Muhtar menerima uang Rp 16,4 miliar, Rp 10 miliar, USD 316.700, dan USD 500 ribu dari mantan Wali Kota Palembang Romi Herton dan mantan Bupati Empat Lawang Budi Antoni Aljufri terkait permohonan keberatan atas hasil Pilkada. Muhtar sebagai perantara suap antara Budi-Romi untuk mantan Ketua MK Akil Mochtar.
Perbuatan Ependy ini untuk mempengaruhi putusan perkara yang diajukan Budi dan Romi di Mahkamah Konstitusi (MK). Jaksa menyebut Ependy bekerjasama dengan Akil Mochtar selaku hakim MK dalam perkara ini.
"Padahal diketahui, patut diduga bahwa hadiah atau janji tersebut diberikan untuk mempengaruhi putusan perkara yang diserahkan kepadanya untuk diadili, yaitu diketahui atau patut diduga bahwa uang tersebut diberikan Romi dan Budi kepada M Akil Mochtar melalui terdakwa untuk pengaruhi putusan perkara permohonan keberatan atas hasil Pilkada yang diadili oleh Akil Mochtar," kata jaksa.
Selain menjadi perantara suap, Muhtar Ependy diyakini jaksa juga melakukan pencucian uang.
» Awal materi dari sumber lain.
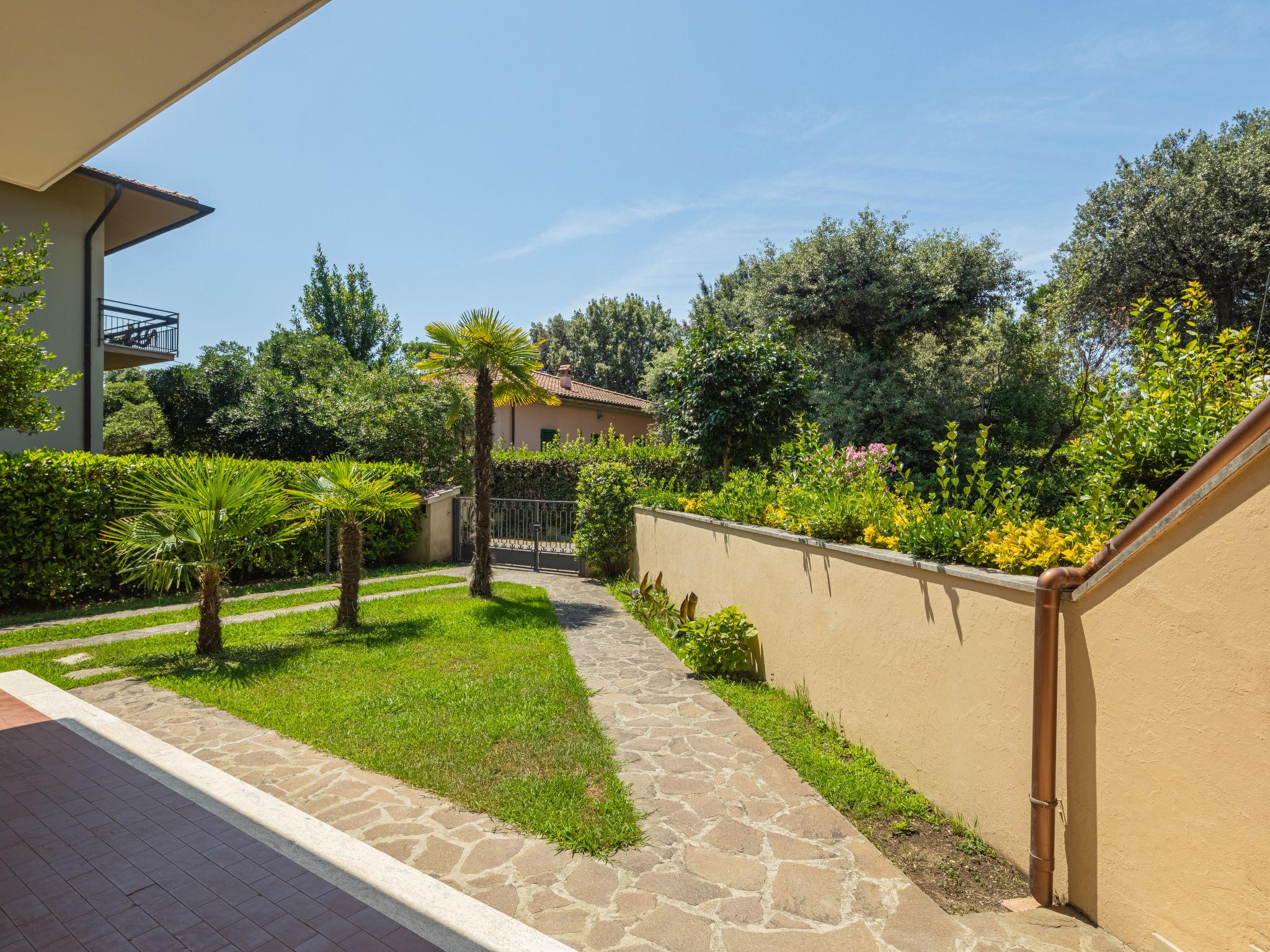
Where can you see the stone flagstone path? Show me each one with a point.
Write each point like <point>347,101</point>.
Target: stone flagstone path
<point>742,856</point>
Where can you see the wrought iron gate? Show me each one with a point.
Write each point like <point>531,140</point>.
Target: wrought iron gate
<point>536,534</point>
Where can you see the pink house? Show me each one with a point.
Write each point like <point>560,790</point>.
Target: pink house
<point>585,413</point>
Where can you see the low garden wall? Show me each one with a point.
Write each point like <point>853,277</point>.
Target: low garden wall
<point>1163,749</point>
Pencucian uang itu bertujuan untuk menyamarkan hasil korupsi yang dilakukannya bersama Akil Mochtar.
Ependy melakukan pencucian uang itu dengan cara menitipkan uang sekitar Rp 21,42 miliar dan 816.700 dollar AS kepada seorang bernama Iwan Sutaryadi, menempatkan uang sebesar Rp 4 miliar di rekening BPD Kalbar Cabang Jakarta, mentransfer uang Rp 3,86 miliar dari rekening di BPD Kalbar ke rekening BNI Cabang Pontianak atas nama CV Ratu Samagat.